How to use the KNC Vectorregisters with GCC? Race condition with ICC & KNC?

Stephan Walter stephan.walter@ziti.uni-heidelberg.de
Tue Jan 21 20:03:00 GMT 2014


Am 21.01.2014 20:53, schrieb Brian Budge:
> On Tue, Jan 21, 2014 at 2:23 AM, Stephan Walter
> <stephan.walter@ziti.uni-heidelberg.de> wrote:
>> Hi,
>>
>> i am new to the gcc mailinglist, so i hope i am right here.
>>
>> As the subject shows, i work with KNC. My problem is, that i have developed
>> a kernel modul for a NIC and now want to use the 512Bit registers of KNC for
>> some memcopy jobs.
>>
>> I have experience how to use the GCC to compile der KNC-linux and kernel
>> moduls. So no problem at the moment. Everything works fine.
>>
>> Before i started to write inline assembler with the 512Bit registers, i have
>> written some minimal examples.
>>
>> On a normal i5-3470 everything works fine together with the gcc. Also on KNC
>> everything works. The problem now is, that when i try to use the 512Bit
>> registers, it looks like GCC doesn't know the register names and
>> instructions.
>>
>> To solve the problem with the instructions i think is no problem, because i
>> have the instruction manual, but i have no idea how to solve the register
>> problem.
>>
>> So i try to use the ICC with -mmic. The source compiles, but when i measure
>> the clock cycles with rdtsc, the two first check work, but the 3. and 4.
>> not.
>> I tried to solve the problem with the gdb, but when i use -g the mistake no
>> longer occur. Also when i use a printf, sleep(1) or usleep(1), the problem
>> is fixed.

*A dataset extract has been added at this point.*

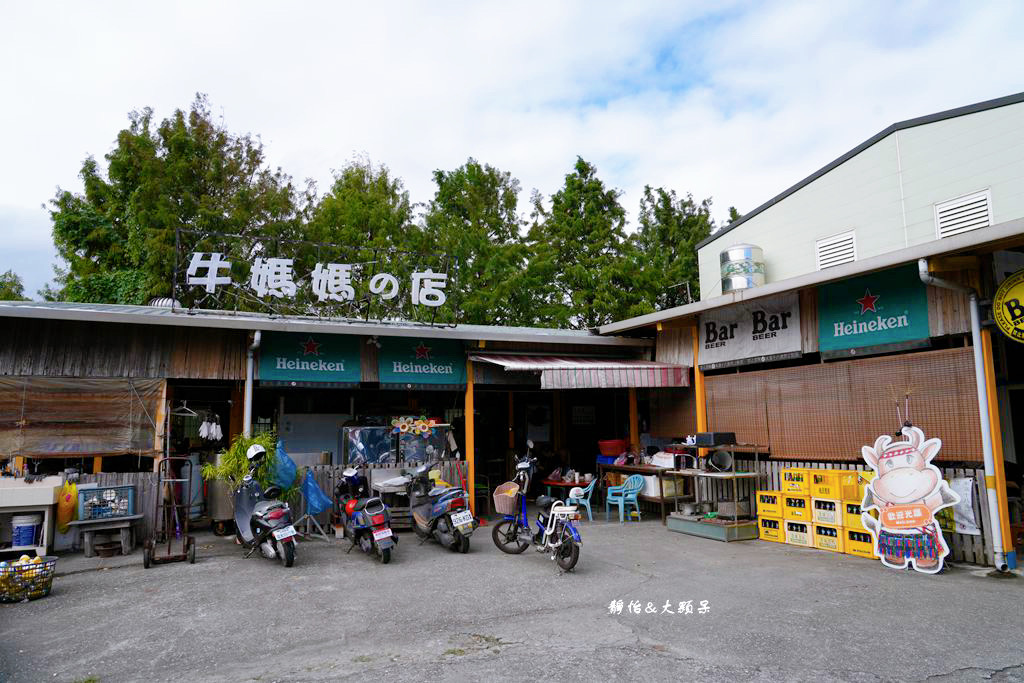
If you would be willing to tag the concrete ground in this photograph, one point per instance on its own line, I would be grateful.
(776, 613)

So i think there is a race condition with the write of the value
>> into the memory, because 1 or even 100 nops have no effects.
>>
>> My inline assembler knowledge is rudimental, so i don't know if i have some
>> problems with the use of clobber registers and so on or if there is a bug in
>> gcc or icc.
>>
>> That the -g with the icc solve the problem makes it impossible for me to
>> debug the problem. So i hope somebody is able to help me.
>>
>> My favourite is to use gcc together with the 512Bit registers, if there is a
>> bug in my inline assembler, a solution/hint would be also fine.
>>
>> So there is my code:
>>
>> #include <stdio.h>
>> #include <stdlib.h>
>> #include <inttypes.h>
>>
>>
>> int rdtsc_count(void){
>> int count;
>> __asm__ __volatile__(   "rdtsc;                 \n\t"
>>                          "movl   %%eax, %0;      \n\t"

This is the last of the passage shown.